Télérama [HS n° 110] Dialogue de géant
Ennemis, concurrents, adversaires ? Savamment mise en scène par les marchands et les critiques, attisée pendants des années par certains collectionneurs et de supposés amis des deux peintres, la prétendue rivalité Matisse-Picasso s'est heureusement dégonflée comme un ballon de baudruche au fil des dernières décennies. Rien de commun, martelait-on, entre le "bourgeois" de Picardie et l'Andalou au coeur ensoleillé, entre l'homme de l'ordre le plus strict et celui qui ne pouvait vivre que dans un certain capharnaüm indescriptible dont lui seul possédait le secret. Vocation tardive de l'un, précocité du talent de l'autre, chaleureuse sociabilité de Matisse, joyeuse convivialité de Picasso.
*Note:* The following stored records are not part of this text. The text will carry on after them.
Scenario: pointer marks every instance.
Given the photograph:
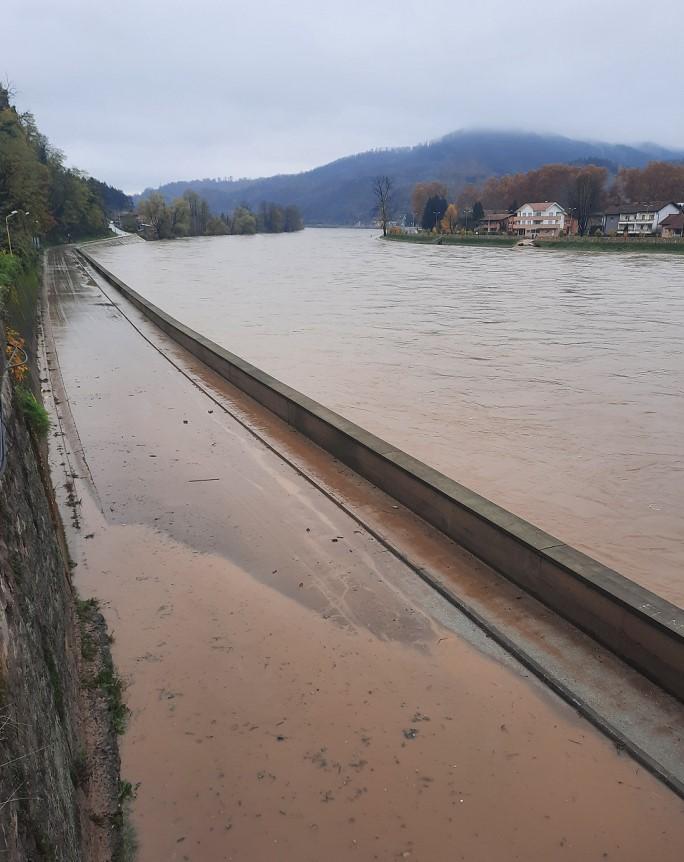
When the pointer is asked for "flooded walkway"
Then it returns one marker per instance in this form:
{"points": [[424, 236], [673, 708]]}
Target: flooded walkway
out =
{"points": [[296, 692], [550, 382]]}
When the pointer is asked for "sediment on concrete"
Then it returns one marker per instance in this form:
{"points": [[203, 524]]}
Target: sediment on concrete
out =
{"points": [[637, 625]]}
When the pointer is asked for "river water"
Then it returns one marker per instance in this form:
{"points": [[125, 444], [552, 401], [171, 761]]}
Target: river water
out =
{"points": [[550, 382]]}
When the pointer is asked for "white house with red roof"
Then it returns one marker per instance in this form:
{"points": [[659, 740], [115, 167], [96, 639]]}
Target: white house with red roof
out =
{"points": [[547, 218]]}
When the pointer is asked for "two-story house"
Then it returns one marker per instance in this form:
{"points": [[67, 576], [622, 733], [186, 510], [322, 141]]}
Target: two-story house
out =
{"points": [[638, 219], [495, 223], [547, 218]]}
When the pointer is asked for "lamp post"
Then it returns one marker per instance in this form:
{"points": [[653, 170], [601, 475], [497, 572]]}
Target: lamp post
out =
{"points": [[7, 218]]}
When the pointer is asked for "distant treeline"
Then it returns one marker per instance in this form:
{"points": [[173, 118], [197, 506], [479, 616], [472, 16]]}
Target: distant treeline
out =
{"points": [[189, 215], [657, 182], [50, 200]]}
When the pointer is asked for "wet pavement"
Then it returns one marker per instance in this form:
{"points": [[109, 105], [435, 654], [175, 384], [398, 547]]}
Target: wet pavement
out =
{"points": [[296, 694]]}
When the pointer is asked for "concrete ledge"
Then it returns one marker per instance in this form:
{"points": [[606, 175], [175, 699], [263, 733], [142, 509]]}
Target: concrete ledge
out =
{"points": [[640, 627]]}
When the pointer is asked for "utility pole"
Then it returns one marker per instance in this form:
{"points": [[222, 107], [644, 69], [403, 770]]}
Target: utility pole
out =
{"points": [[7, 218]]}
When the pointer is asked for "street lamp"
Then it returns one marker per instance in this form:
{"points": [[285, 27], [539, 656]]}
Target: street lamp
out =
{"points": [[7, 218]]}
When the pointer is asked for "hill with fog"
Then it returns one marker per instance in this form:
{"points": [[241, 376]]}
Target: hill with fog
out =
{"points": [[339, 193]]}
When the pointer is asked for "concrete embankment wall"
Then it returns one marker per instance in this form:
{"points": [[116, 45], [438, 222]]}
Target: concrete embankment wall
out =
{"points": [[637, 625], [59, 755], [40, 743]]}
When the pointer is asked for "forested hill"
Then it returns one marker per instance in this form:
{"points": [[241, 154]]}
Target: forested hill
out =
{"points": [[340, 192], [39, 194]]}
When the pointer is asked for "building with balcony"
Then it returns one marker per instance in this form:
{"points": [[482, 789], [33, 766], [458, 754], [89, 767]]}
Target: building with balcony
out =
{"points": [[642, 219], [672, 226], [547, 218], [495, 223]]}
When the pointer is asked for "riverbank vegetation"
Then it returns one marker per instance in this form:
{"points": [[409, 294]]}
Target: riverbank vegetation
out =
{"points": [[189, 215], [569, 243], [581, 189], [41, 198]]}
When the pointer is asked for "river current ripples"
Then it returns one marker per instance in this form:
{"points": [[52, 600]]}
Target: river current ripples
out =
{"points": [[550, 382]]}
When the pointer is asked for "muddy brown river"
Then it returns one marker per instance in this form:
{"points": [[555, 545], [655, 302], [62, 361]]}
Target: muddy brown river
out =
{"points": [[296, 692], [550, 382]]}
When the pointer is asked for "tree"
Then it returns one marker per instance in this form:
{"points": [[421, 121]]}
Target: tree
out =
{"points": [[293, 220], [450, 221], [420, 195], [244, 221], [382, 191], [435, 207], [587, 194]]}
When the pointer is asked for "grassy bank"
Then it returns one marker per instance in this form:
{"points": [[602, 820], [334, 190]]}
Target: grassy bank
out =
{"points": [[609, 243], [454, 239], [571, 243]]}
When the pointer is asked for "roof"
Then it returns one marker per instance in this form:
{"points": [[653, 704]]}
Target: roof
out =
{"points": [[542, 205], [674, 220], [618, 209]]}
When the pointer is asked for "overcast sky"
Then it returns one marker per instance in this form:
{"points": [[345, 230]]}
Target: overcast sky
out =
{"points": [[140, 93]]}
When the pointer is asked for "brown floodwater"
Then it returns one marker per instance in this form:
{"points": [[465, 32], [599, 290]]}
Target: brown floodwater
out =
{"points": [[550, 382], [296, 692]]}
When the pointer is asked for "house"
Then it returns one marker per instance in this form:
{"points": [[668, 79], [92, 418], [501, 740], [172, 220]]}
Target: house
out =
{"points": [[672, 226], [638, 219], [495, 223], [547, 218]]}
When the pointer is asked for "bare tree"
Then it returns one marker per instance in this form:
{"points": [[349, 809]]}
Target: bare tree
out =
{"points": [[382, 190]]}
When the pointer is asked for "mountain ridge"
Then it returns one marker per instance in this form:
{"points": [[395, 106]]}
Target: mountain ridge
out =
{"points": [[339, 192]]}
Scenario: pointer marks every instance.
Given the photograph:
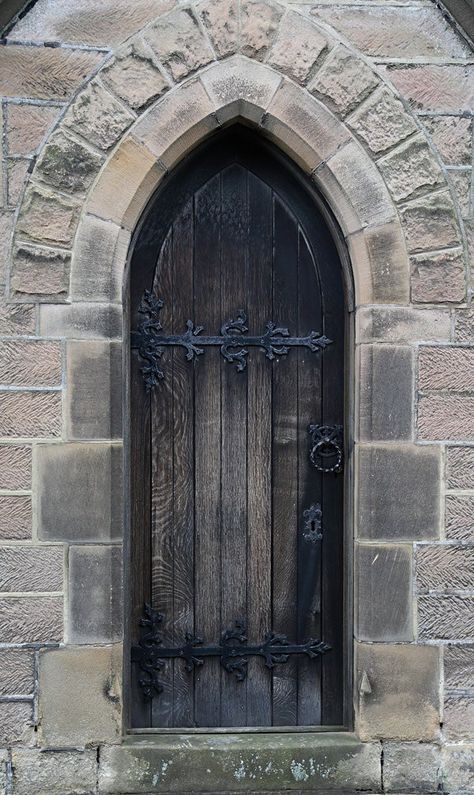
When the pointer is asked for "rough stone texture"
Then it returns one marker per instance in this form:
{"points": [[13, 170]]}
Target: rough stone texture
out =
{"points": [[446, 617], [384, 593], [15, 467], [79, 696], [31, 569], [385, 473], [403, 702], [67, 165], [134, 76], [95, 595], [446, 417], [178, 42], [343, 80], [98, 116], [40, 273], [37, 619], [444, 568], [15, 516], [91, 475], [44, 72], [297, 47], [381, 121], [460, 468], [460, 515], [400, 324], [26, 127], [32, 363], [30, 414], [386, 392], [258, 26], [16, 672], [430, 223], [94, 394], [54, 773], [438, 278], [411, 169]]}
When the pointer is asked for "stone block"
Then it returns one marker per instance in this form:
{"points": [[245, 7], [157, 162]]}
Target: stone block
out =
{"points": [[91, 476], [178, 42], [446, 617], [386, 379], [402, 324], [381, 121], [48, 218], [26, 619], [31, 569], [44, 72], [15, 467], [384, 593], [343, 81], [79, 696], [411, 767], [94, 390], [95, 610], [27, 126], [32, 363], [15, 517], [399, 491], [430, 224], [258, 26], [67, 165], [438, 278], [97, 116], [81, 321], [30, 414], [403, 702], [98, 261], [449, 417], [221, 21], [54, 772], [297, 48]]}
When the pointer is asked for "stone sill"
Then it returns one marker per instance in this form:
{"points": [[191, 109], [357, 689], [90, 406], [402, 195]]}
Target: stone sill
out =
{"points": [[238, 762]]}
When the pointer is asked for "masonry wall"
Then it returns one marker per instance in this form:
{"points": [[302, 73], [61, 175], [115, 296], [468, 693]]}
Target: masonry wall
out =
{"points": [[374, 100]]}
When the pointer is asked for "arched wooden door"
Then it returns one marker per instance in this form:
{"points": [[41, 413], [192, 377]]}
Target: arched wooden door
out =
{"points": [[237, 394]]}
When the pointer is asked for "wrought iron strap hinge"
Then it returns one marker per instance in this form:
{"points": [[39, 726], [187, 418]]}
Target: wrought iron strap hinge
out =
{"points": [[233, 651], [150, 342]]}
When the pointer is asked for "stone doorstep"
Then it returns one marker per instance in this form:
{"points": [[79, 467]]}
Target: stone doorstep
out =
{"points": [[267, 762]]}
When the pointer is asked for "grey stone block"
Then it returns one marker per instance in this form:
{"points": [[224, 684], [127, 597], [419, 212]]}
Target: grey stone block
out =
{"points": [[399, 490], [79, 492]]}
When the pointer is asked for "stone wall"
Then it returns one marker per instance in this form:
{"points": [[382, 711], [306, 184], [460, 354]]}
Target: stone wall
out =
{"points": [[374, 100]]}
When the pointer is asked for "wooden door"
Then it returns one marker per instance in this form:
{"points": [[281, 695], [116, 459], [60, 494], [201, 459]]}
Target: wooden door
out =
{"points": [[237, 393]]}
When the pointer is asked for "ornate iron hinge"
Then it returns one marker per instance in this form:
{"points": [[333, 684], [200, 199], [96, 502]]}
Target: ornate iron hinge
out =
{"points": [[150, 342], [233, 651]]}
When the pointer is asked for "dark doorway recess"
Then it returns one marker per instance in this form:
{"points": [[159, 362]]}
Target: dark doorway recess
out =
{"points": [[237, 559]]}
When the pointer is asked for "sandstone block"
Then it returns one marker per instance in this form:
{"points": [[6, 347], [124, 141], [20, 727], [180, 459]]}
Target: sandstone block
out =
{"points": [[91, 474], [95, 595], [30, 414], [178, 42], [343, 80], [386, 379], [297, 48], [387, 472], [31, 620], [98, 116], [94, 390], [79, 696], [384, 593], [438, 278], [446, 617], [403, 702], [381, 121]]}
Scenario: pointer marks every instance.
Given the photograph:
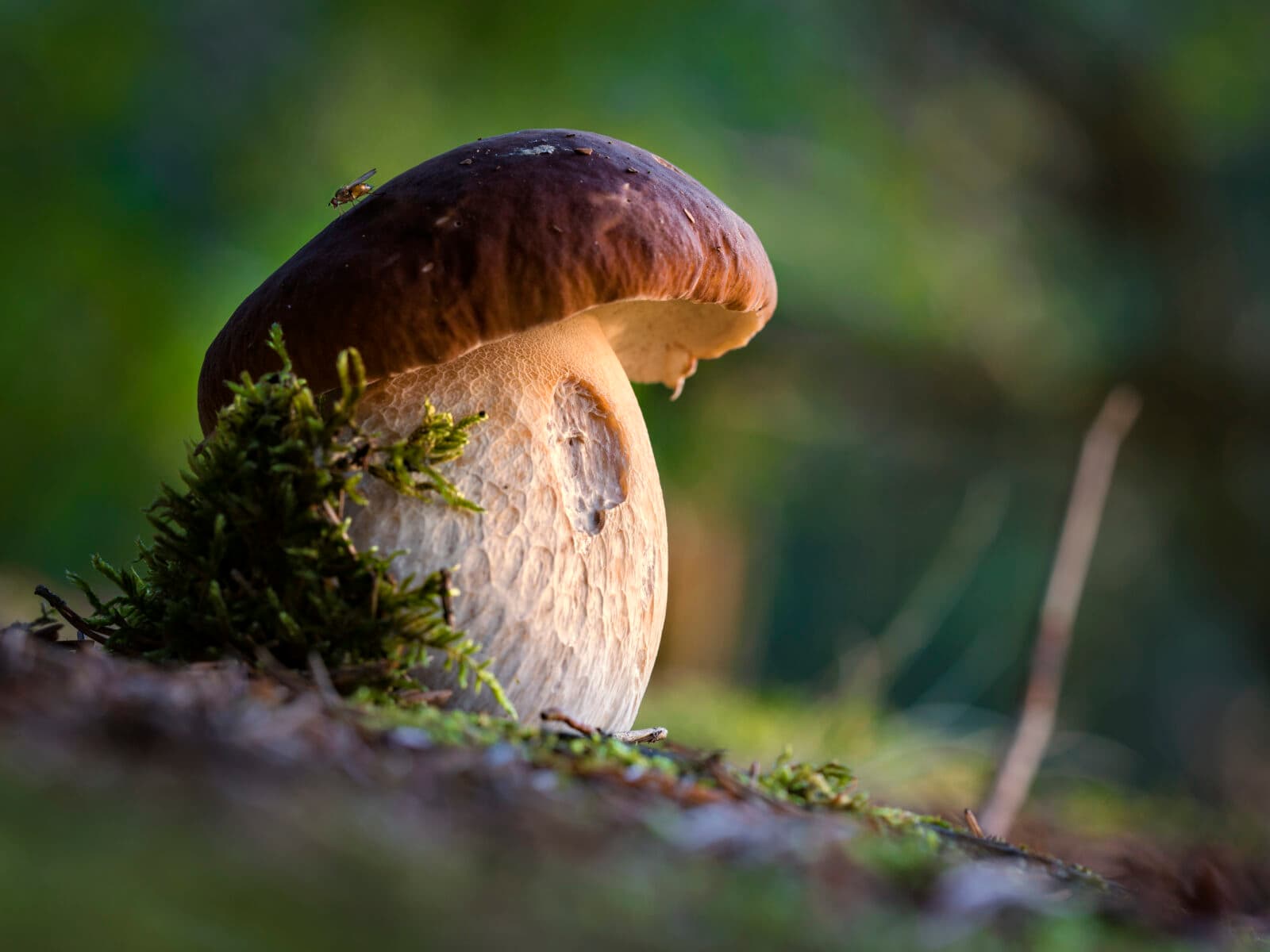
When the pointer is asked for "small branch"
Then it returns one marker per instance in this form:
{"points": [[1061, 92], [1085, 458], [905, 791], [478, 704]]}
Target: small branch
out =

Tout, apparemment, semblait devoir les opposer. Il n'en a rien été, comme on le sait aujourd'hui. Non seulement dans leurs rapports personnels, mais aussi et surtout dans leur travail respectif.
La relecture de l'oeuvre des deux artistes, telle qu'elle nous est présentée dans l'exposition du Grand Palais, permet de constater qu'en dépit de trajectoires fort différentes et de personnalités aussi dissemblables, Matisse et Picasso auront été les deux phares d'un même élan vers la modernité, les deux pôles contraires d'une même révolution de l'art du XXe siècle...
Cinquante ans durant, par leur dialogue et le face-à-face de leurs oeuvres, ces frères d'armes ouvriront tour à tour des horizons nouveaux à l'art contemporain dans tous les domaines : peinture, sculpture, découpages, papiers collés... Pour la première fois, il nous est donné la possibilité de réévaluer la révolution provoquée par ces deux "monstres".